My link with the Saghred was my first personal encounter with black magic. I had felt the seduction, innocent at first, to use my new powers for good to help others. I knew that desire could just as easily twist into using the power for power’s sake, to revel in the feel of it, the rush, the certain knowledge that you could take on anyone and anything, and utterly destroy them.
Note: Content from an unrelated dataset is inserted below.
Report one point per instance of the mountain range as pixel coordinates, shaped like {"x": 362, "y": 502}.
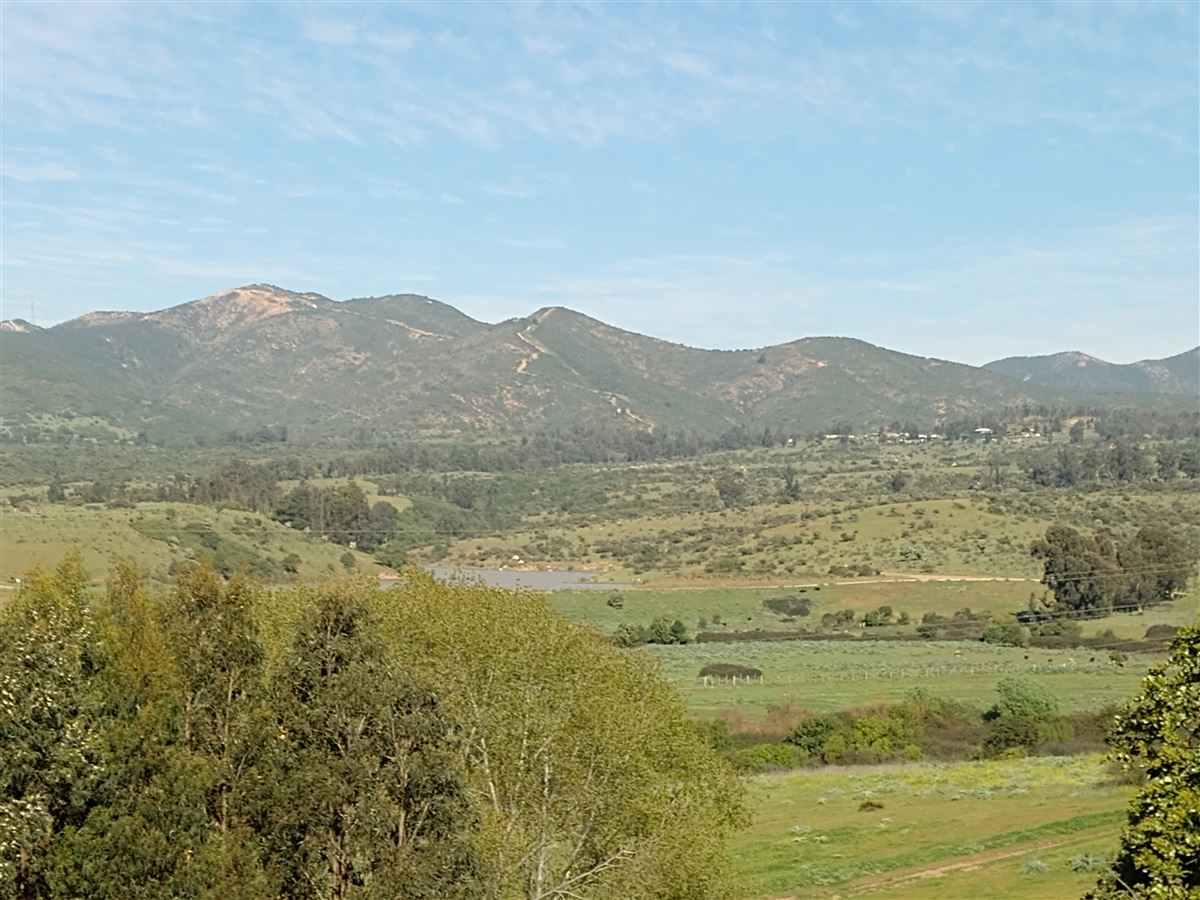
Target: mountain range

Just like Rudra Muralin and Sarad Nukpana.


Just what I’d told Piaras I was prepared to do.


Walking down a dark tunnel while Death did some heavy breathing down the back of my neck wasn’t the best time or place to have a moral debate with myself.


My morality would have to wait. Piaras and I had a more immediate problem.


Every elf or goblin we found was dead. I didn’t mind dead Khrynsani or Nightshades; more dead ones meant less live ones for us to deal with. I just didn’t trust it. Just because we hadn’t found them yet—or they hadn’t found us— didn’t mean they weren’t down here waiting. Any surviving Khrynsani or Nightshades were perfectly capable of shielding themselves to avoid detection.


Step into my parlor, said the spider to the fly.


Piaras and I were shielded, and Piaras had a deadly ditty ready. The ditty itself wouldn’t kill; it’d just paralyze anyone he intended it for. The blades in my hands would take care of the rest. Another Benares family rule was: leave no living enemy behind you, receive no dagger in the back.


Khrynsani and Nightshades and daggers that went whoosh in the dark were bad enough, but they weren’t what had scared the crap out of me and put a twitch in my left eyelid. I didn’t like where we were, and I liked even less where we were going.


The Saghred was thrilled.


The more bodies we found, the heavier the pressure grew beneath my breastbone. Coiled and hot, quivering in anticipation. Maybe the Saghred knew I was prepared to use it. It might also know that Rudra Muralin was down here. Like a really big, very hungry dog that recognized who had kept it well fed in the past, it was eager for its next meal, and was pulling on its leash. Rudra Muralin had used the Saghred to lay waste to civilizations. If he got the rock back under his control, he’d use Piaras and me to pick his teeth.